5.7キロを走るのにかかった時間は、去年が29分10秒で、今年が27分50秒。これを車の平均速度に換算すると、去年が時速11.7キロに対し、今年は時速12.7キロ。時速1キロしか違わないんです。体感でもわからないくらいの違いを裏付けるのが、こちらです。
「主要渋滞か所」です。この地図は熊本市周辺を拡大したものですが、県内で283か所の交差点が選定されていました。これが、この1年でどう変わったのかというと…熊本市北区四方寄町と合志市須屋の2か所が解消しました。どちらも、VTRで通ったルートの外側なので、検証への影響は少なかったようです。

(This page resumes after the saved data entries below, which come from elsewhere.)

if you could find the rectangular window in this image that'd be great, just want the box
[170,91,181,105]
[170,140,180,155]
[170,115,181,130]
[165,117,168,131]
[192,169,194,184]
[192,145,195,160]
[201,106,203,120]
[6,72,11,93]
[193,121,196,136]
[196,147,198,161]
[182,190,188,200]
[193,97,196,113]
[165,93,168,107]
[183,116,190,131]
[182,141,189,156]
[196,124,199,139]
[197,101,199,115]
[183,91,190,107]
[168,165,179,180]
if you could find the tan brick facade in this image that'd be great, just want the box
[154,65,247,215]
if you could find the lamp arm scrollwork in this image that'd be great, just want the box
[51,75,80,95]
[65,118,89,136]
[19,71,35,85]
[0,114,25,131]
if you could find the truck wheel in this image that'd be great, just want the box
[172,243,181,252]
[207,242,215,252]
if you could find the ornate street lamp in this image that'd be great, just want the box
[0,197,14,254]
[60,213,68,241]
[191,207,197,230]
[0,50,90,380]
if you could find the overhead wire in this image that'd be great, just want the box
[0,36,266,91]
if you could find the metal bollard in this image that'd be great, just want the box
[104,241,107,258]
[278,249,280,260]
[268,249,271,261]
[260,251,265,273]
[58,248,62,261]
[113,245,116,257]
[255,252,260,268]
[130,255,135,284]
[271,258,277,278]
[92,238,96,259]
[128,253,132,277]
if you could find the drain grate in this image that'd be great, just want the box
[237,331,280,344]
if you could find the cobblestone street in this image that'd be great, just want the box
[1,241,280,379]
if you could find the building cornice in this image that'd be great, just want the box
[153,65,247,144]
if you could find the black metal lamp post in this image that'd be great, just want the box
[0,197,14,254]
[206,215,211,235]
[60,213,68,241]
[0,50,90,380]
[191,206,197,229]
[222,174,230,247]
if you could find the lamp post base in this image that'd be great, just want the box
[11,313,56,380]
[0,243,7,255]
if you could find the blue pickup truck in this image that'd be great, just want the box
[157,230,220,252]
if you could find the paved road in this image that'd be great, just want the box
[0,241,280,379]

このほか、天草市の7か所と宇城市のあわせて10か所が解消したのですが、新たに合志市と大津町、菊陽町で12か所追加され、合計285か所になりました。この1年の渋滞対策をどう評価するのか?交通の専門家に話を聞きました。
【VTR】
地域交通計画や交通まちづくりに詳しい熊本学園大学の溝上章志教授です。
■熊本学園大学経済学部・溝上章志教授
「1年間で車を減らす施策、あるいは公共交通を増やす施策というのがあまり進んでないので、面的に改善されているという状態になっていない」
県と熊本市が掲げる「車1割減、渋滞半減、公共交通2倍」の中でも、「公共交通2倍」を促す政策が不十分だと指摘します。
■熊本学園大学経済学部・溝上章志教授
「(車を)減らしたいのであれば、当然公共交通機関が便利じゃないとだめですよね。そのためにはやっぱりバスとか公共交通機関を優先的に通すためのレーンっていうかな、そういうのをちゃんと整備してやらないと、今言ったようなことというのは実現できないわけです」
【スタジオ】
(緒方キャスター)
前半でもお伝えしましたが、去年、熊本市電やバスは減便の影響もあり「利用者2倍」を目指すことは難しい状況でしたね。
(花木記者)
渋滞解消のためには「車の流れを良くする」ための道路整備と「車を減らす」ための公共交通への転換と、両方が必要となります。溝上教授が指摘するように公共交通の利用促進にさらに力を注ぐ必要があると感じました。